I'm finally more or less getting around to an idea I had in late 2014.
Several years ago now, I acquired a fairly substantial collection of movies on VHS that I've been meaning to do something with for a good decade, if not fifteen years by this point. I did manage to watch a few of them the first year or two I had them, but that kinda tapered off quick because I had other things I was at least pretending to do with my time when I wasn't busy with my day job. In 2014, I had intended to try doing something like this with them, where I'd try to sit down and watch one so I could write a quickie review of it. Turns out, the VCR I had intended quit functioning in that regard, and I pretty much abandoned the project for other things, even after I'd managed to get a TV/VCR combo unit to work with.
Eight years or so later, I'm finally getting back to some of that because I've been contributing some of my old VHS tapes that either I recorded or someone recorded for me off cable to a YouTube channel called Dave's Archives, which is mostly about TV commercials from the 1970s through the early 2000s, as of this writing. That got me going through my movie shelf again, in hopes that I'd be able to pass along more than I already had. I'm pretty sure most of them are commercially pressed, or whatever the correct term for VHS tapes would be, but I figured I'd go through them anyway, just in case there were any hidden gems. I'm not saying there will be, but there's that possibility, because I suspect the tape this title was on is not the only one like it in the mix. It's got a home-user-generated label that reads “The Showtime 30 Minute Movie: “12:01 PM...”, which makes me think it was recorded off the Showtime cable channel somewhere. There were no commercials, but there was a 25-minute short film that, as far as I can tell, was based on a short story by Richard Lupoff.

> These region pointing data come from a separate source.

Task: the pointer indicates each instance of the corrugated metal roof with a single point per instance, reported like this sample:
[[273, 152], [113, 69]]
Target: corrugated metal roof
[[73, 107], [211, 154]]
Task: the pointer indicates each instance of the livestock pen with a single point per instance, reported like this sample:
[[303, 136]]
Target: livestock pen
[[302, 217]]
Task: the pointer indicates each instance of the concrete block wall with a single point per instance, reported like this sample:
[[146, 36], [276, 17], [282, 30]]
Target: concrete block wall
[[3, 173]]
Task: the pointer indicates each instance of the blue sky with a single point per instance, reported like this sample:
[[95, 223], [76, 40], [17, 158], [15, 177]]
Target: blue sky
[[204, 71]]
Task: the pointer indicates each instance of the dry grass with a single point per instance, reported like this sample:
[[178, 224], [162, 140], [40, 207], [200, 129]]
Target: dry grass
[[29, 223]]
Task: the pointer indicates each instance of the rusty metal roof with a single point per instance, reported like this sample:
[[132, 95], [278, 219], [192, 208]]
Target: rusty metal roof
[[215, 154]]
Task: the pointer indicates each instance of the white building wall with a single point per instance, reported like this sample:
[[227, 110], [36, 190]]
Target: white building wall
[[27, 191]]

In a nutshell, the story is about this corporate executive dude called Myron Castleman who winds up trapped in a time loop over his lunch hour one day and starts doing all sorts of increasingly crazy shit to get out of it because he remembers it all and it's driving him mad. There's also this physicist who kinda predicted that something like it might be possible but thinks it's just a theory until Castleman gets ahold of him and somehow managed to convince him that it's more than that just before the last loop of the short ends with Castleman blowing his own head off with a guard's gun at the physicist's lab, only to wind up back at the start of the loop again anyway.

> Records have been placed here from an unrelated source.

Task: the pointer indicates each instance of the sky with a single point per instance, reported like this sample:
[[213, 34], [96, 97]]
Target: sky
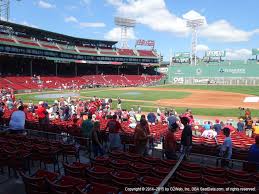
[[230, 25]]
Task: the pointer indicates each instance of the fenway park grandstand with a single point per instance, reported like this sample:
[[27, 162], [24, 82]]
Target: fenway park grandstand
[[33, 58], [92, 116]]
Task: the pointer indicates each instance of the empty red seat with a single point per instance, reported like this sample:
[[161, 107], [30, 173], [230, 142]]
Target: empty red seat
[[140, 168], [212, 171], [119, 164], [148, 181], [188, 177], [239, 175], [123, 178], [160, 171], [211, 181], [192, 167]]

The short version I'm working with here came out in 1991, and from what I can tell by a quick search on IMDb, there was a feature-lenght TV movie that came out in 1993. I'm not sure if I have that one, too, but I'm sure I'll find out, since I'll be digging through that shelf anyway, just to see what else is there. One other interesting note is that this short kind of reminded me of a season five episode of Star Trek: The Next Generation called Cause and Effect, where the ship is caught in a time loop, but manages to get out of it by the end. Not sure if there's a connection or not.
From here, the question is what I'm going to do with all these commercially produced tapes I've got once I'm done with them. I can't really see keeping them, since I doubt I'll ever watch them again, assuming I ever do watch them to begin with. I know there's a local second-hand media store with a couple locations, but I'm not sure they still buy VHS. In this case, they probably wouldn't even if the do in general because a couple years back, I went to sell off some old DVDs and there were one or two they wouldn't take because there was no UPC barcode on the case, and the same is true for this one. Unless there's somebody I know personally who might want it, I might just have to give it to Goodwill or something, and even then, I'm not sure they'd take it either. I'm sure I'll figure something out.
Anyway, it's time to wrap this up. I'll see you with something else before too long, I hope.